Claudins are cell adhesion molecules working at tight junctions (TJs) that are directly involved in compartmentalization in multicellular organisms. The cochlea includes a rather peculiar compartment ...filled with endolymph. This compartment is characterized by high K+ concentration (approximately 150 mM) and a positive endocochlear potential (approximately 90 mV; EP), both indispensable conditions for cochlear hair cells to transduce acoustic stimuli to electrical signals. These conditions are thought to be generated by the stria vascularis, which is adjacent to the endolymph compartment. The stria vascularis itself constitutes an isolated compartment delineated by two epithelial barriers, marginal and basal cell layers.
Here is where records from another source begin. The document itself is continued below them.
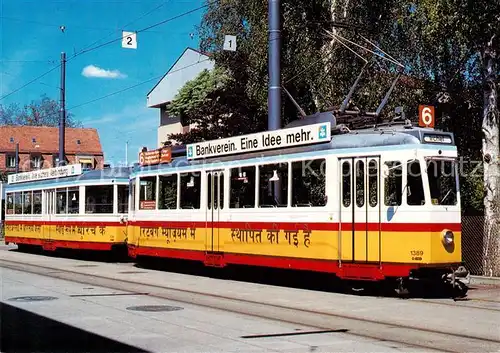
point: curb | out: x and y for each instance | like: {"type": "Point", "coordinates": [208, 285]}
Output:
{"type": "Point", "coordinates": [484, 280]}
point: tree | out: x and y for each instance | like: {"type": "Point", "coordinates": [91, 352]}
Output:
{"type": "Point", "coordinates": [215, 106]}
{"type": "Point", "coordinates": [42, 112]}
{"type": "Point", "coordinates": [460, 44]}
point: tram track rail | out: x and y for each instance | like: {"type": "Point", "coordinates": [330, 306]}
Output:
{"type": "Point", "coordinates": [409, 336]}
{"type": "Point", "coordinates": [469, 303]}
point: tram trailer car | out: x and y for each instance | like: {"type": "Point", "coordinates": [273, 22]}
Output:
{"type": "Point", "coordinates": [76, 210]}
{"type": "Point", "coordinates": [369, 205]}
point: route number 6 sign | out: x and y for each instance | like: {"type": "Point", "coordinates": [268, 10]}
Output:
{"type": "Point", "coordinates": [426, 116]}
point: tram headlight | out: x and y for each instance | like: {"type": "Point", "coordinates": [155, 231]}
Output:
{"type": "Point", "coordinates": [448, 237]}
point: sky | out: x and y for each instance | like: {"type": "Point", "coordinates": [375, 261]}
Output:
{"type": "Point", "coordinates": [31, 42]}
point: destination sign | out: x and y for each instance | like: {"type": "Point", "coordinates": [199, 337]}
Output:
{"type": "Point", "coordinates": [162, 155]}
{"type": "Point", "coordinates": [437, 139]}
{"type": "Point", "coordinates": [42, 174]}
{"type": "Point", "coordinates": [297, 136]}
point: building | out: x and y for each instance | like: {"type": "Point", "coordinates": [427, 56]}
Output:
{"type": "Point", "coordinates": [189, 65]}
{"type": "Point", "coordinates": [39, 147]}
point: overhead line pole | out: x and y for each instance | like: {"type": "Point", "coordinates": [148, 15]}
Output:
{"type": "Point", "coordinates": [274, 95]}
{"type": "Point", "coordinates": [62, 117]}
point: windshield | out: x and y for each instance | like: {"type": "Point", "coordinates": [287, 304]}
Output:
{"type": "Point", "coordinates": [442, 181]}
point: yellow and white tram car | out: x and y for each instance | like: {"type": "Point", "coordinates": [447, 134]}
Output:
{"type": "Point", "coordinates": [372, 204]}
{"type": "Point", "coordinates": [67, 207]}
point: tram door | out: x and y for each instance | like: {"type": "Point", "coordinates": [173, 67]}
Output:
{"type": "Point", "coordinates": [360, 209]}
{"type": "Point", "coordinates": [50, 210]}
{"type": "Point", "coordinates": [215, 203]}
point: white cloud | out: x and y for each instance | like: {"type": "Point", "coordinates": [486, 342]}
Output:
{"type": "Point", "coordinates": [134, 123]}
{"type": "Point", "coordinates": [94, 71]}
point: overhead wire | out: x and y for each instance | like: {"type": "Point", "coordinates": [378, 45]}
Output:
{"type": "Point", "coordinates": [107, 43]}
{"type": "Point", "coordinates": [143, 29]}
{"type": "Point", "coordinates": [30, 82]}
{"type": "Point", "coordinates": [128, 24]}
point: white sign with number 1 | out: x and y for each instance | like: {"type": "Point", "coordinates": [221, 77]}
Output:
{"type": "Point", "coordinates": [129, 40]}
{"type": "Point", "coordinates": [230, 43]}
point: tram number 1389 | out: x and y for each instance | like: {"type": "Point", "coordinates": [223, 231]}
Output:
{"type": "Point", "coordinates": [416, 255]}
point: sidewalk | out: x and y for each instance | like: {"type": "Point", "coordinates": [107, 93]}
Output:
{"type": "Point", "coordinates": [474, 280]}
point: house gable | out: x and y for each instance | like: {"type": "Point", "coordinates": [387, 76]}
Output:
{"type": "Point", "coordinates": [186, 68]}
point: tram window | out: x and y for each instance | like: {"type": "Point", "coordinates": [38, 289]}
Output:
{"type": "Point", "coordinates": [18, 203]}
{"type": "Point", "coordinates": [99, 199]}
{"type": "Point", "coordinates": [273, 185]}
{"type": "Point", "coordinates": [415, 190]}
{"type": "Point", "coordinates": [442, 182]}
{"type": "Point", "coordinates": [132, 195]}
{"type": "Point", "coordinates": [209, 191]}
{"type": "Point", "coordinates": [393, 184]}
{"type": "Point", "coordinates": [61, 200]}
{"type": "Point", "coordinates": [122, 198]}
{"type": "Point", "coordinates": [373, 183]}
{"type": "Point", "coordinates": [308, 183]}
{"type": "Point", "coordinates": [10, 203]}
{"type": "Point", "coordinates": [147, 193]}
{"type": "Point", "coordinates": [190, 190]}
{"type": "Point", "coordinates": [74, 200]}
{"type": "Point", "coordinates": [360, 183]}
{"type": "Point", "coordinates": [37, 202]}
{"type": "Point", "coordinates": [27, 197]}
{"type": "Point", "coordinates": [346, 184]}
{"type": "Point", "coordinates": [242, 187]}
{"type": "Point", "coordinates": [167, 198]}
{"type": "Point", "coordinates": [221, 190]}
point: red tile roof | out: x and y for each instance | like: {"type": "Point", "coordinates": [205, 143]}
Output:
{"type": "Point", "coordinates": [47, 139]}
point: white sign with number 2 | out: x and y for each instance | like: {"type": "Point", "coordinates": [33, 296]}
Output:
{"type": "Point", "coordinates": [129, 40]}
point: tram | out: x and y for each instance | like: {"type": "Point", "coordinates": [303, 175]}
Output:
{"type": "Point", "coordinates": [68, 208]}
{"type": "Point", "coordinates": [374, 204]}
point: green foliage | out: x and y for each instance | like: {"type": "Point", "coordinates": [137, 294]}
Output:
{"type": "Point", "coordinates": [215, 106]}
{"type": "Point", "coordinates": [42, 112]}
{"type": "Point", "coordinates": [440, 43]}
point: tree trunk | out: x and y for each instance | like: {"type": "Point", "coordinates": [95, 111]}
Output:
{"type": "Point", "coordinates": [491, 159]}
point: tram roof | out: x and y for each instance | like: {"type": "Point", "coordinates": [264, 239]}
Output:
{"type": "Point", "coordinates": [398, 136]}
{"type": "Point", "coordinates": [108, 174]}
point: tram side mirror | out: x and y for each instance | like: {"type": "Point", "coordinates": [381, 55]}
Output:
{"type": "Point", "coordinates": [385, 170]}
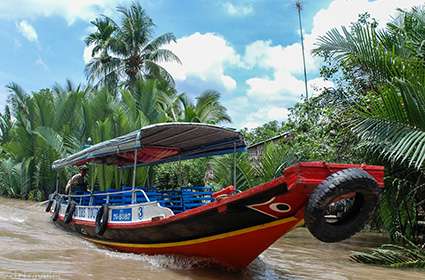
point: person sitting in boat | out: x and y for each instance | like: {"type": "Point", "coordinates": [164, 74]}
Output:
{"type": "Point", "coordinates": [77, 182]}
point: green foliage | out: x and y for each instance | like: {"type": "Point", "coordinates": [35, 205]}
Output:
{"type": "Point", "coordinates": [384, 71]}
{"type": "Point", "coordinates": [127, 49]}
{"type": "Point", "coordinates": [54, 123]}
{"type": "Point", "coordinates": [183, 173]}
{"type": "Point", "coordinates": [409, 256]}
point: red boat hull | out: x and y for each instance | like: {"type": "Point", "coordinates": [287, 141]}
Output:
{"type": "Point", "coordinates": [231, 231]}
{"type": "Point", "coordinates": [236, 249]}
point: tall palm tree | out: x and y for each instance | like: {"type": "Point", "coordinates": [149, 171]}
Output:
{"type": "Point", "coordinates": [390, 117]}
{"type": "Point", "coordinates": [392, 123]}
{"type": "Point", "coordinates": [102, 62]}
{"type": "Point", "coordinates": [128, 49]}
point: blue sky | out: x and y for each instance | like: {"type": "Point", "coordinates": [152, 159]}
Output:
{"type": "Point", "coordinates": [248, 50]}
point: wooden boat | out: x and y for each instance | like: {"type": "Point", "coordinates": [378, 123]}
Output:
{"type": "Point", "coordinates": [228, 227]}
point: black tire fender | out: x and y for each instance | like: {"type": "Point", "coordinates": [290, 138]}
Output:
{"type": "Point", "coordinates": [344, 182]}
{"type": "Point", "coordinates": [57, 209]}
{"type": "Point", "coordinates": [69, 212]}
{"type": "Point", "coordinates": [102, 219]}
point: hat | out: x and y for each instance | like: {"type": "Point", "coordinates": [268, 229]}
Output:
{"type": "Point", "coordinates": [83, 167]}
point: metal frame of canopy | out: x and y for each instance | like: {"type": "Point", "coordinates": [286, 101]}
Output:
{"type": "Point", "coordinates": [189, 140]}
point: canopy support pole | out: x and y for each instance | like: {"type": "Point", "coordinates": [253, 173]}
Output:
{"type": "Point", "coordinates": [57, 182]}
{"type": "Point", "coordinates": [133, 197]}
{"type": "Point", "coordinates": [234, 164]}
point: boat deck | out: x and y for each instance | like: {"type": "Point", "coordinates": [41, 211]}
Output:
{"type": "Point", "coordinates": [178, 201]}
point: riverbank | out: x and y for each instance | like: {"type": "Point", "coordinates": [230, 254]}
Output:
{"type": "Point", "coordinates": [32, 247]}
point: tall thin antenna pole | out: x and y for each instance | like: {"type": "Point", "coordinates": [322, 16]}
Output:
{"type": "Point", "coordinates": [298, 4]}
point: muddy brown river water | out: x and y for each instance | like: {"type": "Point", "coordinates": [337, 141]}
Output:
{"type": "Point", "coordinates": [31, 247]}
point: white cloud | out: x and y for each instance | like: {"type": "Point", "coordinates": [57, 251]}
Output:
{"type": "Point", "coordinates": [204, 56]}
{"type": "Point", "coordinates": [238, 10]}
{"type": "Point", "coordinates": [87, 52]}
{"type": "Point", "coordinates": [27, 30]}
{"type": "Point", "coordinates": [69, 9]}
{"type": "Point", "coordinates": [265, 114]}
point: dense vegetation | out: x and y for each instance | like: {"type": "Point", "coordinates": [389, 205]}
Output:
{"type": "Point", "coordinates": [40, 127]}
{"type": "Point", "coordinates": [375, 113]}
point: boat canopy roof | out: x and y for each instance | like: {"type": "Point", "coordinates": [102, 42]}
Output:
{"type": "Point", "coordinates": [159, 143]}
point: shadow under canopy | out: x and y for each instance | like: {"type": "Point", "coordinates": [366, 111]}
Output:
{"type": "Point", "coordinates": [159, 143]}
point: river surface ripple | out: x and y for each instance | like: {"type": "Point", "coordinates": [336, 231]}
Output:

Because TJs of basal cells are primarily composed of claudin-11, claudin-11-deficient (Cld11-/-) mice were generated with an expectation that the compartmentalization in stria vascularis in these mice would be affected. Auditory brainstem response measurements revealed that Cld11-/- mice suffered from deafness; although no obvious gross morphological malformations were detected in Cld11-/- cochlea, freeze-fracture replica electron microscopy showed that TJs disappeared from basal cells of the stria vascularis. In good agreement with this, tracer experiments showed that the basal cell barrier was destroyed without affecting the marginal cell barrier. Importantly, in the endolymph compartment of Cld11-/- cochlea, the K+ concentration was maintained around the normal level (approximately 150 mM), whereas the EP was suppressed down to approximately 30 mV. These findings indicated that the establishment of the stria vascularis compartment, especially the basal cell barrier, is indispensable for hearing ability through the generation/maintenance of EP but not of a high K+ concentration in the endolymph.